Den unabhängigen Angel Studios, die sich die Rechte am Film mithilfe einer vor allem in christlichen Gemeinden beworbene Crowdfunding-Kampagne gesichert hatten, war damit ein echter Coup gelungen. Ohnehin setzt das US-Medienunternehmen aus dem Mormonen-Bundesstaat Utah mit Erfolg auf christliche Inhalte und eine zahlungskräftige gläubige Community: Satte elf Millionen Dollar wurden allein für die Produktion der ersten Staffel von „The Chosen“ über das Leben und Wirken von Jesus an Fan-Geldern eingesammelt. Die Serie umfasst inzwischen vier Staffeln und wurde weltweit mehr als 400 Millionen Mal gestreamt.
Mit „Homestead“ von Regisseur Ben Smallbone („Unbezahlbar“) ging im Dezember 2024 in den USA ein weiteres ambitioniertes Angel-Studios-Projekt an den Start, das zeigt, welche Rolle christliche Werte wie Nächstenliebe und Gemeinschaftsgefühl in den USA nach einer – vor allem von Teilen des Zielpublikums eh in naher Zukunft erwarteten – Apokalypse einnehmen könnten.
Parallel zum Kinostart des Films erschienen auch die ersten beiden Folgen einer gleichnamigen Spin-Off-Serie beim hauseigenen, weltweit verfügbaren Streamingdienst Angel Studios. Das Publikum erwartet dabei kein gewalttätiger Actionreißer, wie die irreführenden Plakate suggerieren, sondern durchaus realistisch anmutendes Endzeitdrama, das vor allem gegen Ende aber damit nervt, wie es die Zusehenden in Richtung Streaming-Abo zu stupsen versucht.

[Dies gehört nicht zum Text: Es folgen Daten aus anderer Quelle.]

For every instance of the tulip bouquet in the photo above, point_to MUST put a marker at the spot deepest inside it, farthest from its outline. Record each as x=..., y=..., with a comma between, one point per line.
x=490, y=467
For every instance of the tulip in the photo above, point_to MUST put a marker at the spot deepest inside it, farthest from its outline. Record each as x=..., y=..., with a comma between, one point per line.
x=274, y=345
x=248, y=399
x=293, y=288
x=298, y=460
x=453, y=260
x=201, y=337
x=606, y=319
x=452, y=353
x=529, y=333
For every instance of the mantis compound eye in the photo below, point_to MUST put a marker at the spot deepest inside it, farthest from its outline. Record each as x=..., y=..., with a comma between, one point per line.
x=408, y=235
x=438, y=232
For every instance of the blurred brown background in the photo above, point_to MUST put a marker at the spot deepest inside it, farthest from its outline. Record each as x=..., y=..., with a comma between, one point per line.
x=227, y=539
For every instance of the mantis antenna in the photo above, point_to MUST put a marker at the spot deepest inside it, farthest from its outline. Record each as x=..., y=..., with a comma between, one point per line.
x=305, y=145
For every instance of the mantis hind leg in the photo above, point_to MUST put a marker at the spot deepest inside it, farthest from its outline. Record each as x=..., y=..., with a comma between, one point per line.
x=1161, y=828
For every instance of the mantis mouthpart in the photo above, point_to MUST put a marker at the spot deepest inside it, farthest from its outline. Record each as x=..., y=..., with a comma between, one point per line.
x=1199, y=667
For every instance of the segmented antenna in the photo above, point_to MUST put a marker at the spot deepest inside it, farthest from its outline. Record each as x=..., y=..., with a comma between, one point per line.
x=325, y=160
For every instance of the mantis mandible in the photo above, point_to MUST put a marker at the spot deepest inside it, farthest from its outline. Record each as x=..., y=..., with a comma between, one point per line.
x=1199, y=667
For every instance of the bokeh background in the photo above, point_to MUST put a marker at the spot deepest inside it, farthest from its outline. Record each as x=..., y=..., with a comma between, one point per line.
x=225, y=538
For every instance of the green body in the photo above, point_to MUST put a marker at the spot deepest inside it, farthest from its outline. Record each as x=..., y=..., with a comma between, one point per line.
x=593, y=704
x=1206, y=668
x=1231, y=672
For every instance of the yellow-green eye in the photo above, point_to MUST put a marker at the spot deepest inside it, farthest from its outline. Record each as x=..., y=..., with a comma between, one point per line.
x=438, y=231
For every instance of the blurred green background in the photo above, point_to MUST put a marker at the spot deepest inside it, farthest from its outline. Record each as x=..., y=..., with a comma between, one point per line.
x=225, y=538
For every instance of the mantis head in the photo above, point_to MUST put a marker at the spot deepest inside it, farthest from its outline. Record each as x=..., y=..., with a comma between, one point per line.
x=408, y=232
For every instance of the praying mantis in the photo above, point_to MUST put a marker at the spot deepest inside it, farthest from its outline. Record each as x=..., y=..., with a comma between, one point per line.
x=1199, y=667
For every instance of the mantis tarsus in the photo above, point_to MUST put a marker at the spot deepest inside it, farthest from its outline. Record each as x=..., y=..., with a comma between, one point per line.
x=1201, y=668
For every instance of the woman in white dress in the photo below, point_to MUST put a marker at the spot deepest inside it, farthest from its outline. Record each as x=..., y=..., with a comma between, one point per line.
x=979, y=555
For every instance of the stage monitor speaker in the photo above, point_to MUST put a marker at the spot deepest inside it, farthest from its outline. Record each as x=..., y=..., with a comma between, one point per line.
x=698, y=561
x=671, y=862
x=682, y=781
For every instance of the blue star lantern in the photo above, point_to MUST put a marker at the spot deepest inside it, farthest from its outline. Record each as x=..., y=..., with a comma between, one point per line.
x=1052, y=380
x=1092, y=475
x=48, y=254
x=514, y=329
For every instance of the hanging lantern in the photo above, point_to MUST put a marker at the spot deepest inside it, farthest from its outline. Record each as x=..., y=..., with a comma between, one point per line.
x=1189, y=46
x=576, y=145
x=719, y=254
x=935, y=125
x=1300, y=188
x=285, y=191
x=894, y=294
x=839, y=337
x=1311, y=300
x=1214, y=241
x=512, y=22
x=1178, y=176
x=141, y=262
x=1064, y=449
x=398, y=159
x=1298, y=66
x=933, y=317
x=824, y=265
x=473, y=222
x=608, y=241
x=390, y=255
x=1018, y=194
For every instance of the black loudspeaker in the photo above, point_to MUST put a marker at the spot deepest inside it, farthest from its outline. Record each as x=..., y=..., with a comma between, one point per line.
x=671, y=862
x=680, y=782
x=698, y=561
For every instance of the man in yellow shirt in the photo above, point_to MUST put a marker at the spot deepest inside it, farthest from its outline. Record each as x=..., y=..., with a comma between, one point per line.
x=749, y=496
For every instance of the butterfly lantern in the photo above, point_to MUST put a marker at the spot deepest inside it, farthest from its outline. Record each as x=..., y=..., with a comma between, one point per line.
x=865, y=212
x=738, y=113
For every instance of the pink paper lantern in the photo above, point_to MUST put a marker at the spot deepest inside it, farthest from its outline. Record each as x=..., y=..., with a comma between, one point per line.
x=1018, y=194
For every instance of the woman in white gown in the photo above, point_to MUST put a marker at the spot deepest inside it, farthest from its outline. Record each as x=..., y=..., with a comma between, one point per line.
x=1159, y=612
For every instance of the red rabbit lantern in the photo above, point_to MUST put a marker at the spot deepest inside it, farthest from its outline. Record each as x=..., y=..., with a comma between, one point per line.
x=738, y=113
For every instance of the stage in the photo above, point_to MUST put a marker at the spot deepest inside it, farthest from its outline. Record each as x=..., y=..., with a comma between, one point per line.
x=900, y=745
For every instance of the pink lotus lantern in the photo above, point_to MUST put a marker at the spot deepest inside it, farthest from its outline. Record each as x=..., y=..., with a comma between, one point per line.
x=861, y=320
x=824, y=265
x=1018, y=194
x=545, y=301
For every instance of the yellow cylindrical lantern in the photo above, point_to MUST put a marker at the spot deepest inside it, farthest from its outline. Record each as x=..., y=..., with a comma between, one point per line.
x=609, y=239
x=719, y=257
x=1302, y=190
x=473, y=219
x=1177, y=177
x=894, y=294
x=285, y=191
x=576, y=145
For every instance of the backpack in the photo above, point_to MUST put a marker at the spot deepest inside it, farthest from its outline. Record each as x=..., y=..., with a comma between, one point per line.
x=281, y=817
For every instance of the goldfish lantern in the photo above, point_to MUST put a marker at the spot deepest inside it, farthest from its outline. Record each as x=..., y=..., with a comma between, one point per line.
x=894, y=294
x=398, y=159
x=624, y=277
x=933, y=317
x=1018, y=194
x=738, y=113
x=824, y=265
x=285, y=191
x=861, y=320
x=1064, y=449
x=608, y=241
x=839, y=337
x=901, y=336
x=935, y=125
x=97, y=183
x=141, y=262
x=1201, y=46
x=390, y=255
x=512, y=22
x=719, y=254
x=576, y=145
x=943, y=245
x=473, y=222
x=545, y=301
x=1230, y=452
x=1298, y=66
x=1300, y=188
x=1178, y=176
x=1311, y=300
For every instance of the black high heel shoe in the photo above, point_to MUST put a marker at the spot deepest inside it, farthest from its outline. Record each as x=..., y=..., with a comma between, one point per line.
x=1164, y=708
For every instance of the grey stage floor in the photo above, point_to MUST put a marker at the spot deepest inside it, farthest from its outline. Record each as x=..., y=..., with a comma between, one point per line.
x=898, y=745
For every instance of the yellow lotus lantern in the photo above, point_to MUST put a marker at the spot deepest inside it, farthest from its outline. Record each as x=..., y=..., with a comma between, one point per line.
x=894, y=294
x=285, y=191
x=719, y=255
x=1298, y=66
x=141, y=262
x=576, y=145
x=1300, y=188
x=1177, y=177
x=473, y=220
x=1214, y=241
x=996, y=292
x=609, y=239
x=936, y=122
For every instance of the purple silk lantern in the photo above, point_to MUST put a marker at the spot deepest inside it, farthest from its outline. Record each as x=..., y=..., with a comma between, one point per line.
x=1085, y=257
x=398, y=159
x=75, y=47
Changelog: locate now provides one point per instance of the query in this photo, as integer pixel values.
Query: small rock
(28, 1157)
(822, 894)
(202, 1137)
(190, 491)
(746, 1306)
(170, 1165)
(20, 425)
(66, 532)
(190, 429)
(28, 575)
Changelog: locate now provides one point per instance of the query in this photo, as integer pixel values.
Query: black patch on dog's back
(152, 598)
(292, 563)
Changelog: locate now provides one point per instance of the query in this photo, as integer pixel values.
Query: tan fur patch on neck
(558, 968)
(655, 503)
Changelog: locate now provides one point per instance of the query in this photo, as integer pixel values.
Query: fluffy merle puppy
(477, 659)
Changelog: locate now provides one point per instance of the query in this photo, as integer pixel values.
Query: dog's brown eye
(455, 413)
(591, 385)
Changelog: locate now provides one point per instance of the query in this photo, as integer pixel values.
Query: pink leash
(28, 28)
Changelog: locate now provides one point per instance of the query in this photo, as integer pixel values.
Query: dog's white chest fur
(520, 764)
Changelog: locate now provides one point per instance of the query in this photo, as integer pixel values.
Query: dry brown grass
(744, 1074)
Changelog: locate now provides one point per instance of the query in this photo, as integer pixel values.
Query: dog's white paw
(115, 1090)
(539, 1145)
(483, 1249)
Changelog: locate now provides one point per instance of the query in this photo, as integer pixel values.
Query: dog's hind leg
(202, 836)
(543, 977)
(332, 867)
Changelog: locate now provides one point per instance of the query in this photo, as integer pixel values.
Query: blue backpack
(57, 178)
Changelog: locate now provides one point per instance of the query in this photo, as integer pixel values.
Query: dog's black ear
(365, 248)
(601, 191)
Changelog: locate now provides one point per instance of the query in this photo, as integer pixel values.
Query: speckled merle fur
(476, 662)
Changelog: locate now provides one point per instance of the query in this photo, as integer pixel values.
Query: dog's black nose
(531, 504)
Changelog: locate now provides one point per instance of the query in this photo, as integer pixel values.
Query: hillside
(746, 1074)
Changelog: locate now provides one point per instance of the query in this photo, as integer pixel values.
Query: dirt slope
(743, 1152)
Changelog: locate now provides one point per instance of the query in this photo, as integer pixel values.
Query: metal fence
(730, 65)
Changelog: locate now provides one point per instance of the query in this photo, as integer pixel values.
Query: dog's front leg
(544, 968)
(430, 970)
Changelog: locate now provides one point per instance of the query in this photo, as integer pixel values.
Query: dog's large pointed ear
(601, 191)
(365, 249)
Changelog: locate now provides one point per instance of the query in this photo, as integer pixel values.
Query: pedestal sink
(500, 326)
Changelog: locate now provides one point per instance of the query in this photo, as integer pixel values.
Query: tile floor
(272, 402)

Zwei Terroristen zünden vor der Küste Kaliforniens eine Atombombe. In der Folge brechen die Infrastruktur und die Versorgung der Supermärkte in den kompletten USA zusammen. Der wohlhabende Ian Ross (Neal McDonough) hat für eine solche Katastrophe jedoch vorgesorgt: Sein riesiges Anwesen ist durch die Produktion von Solarenergie, einem Vorrat an Getreide, Gemüse-Gewächshäusern sowie sogar einem eigenen Weinberg weitgehend autark. Natürlich ist mit bettelnden Menschen aus den umliegenden Gemeinden zu rechnen – aber dafür ist ja der Ex-Militär Jeff Eriksson (Bailey Chase) als Sicherheitschef da.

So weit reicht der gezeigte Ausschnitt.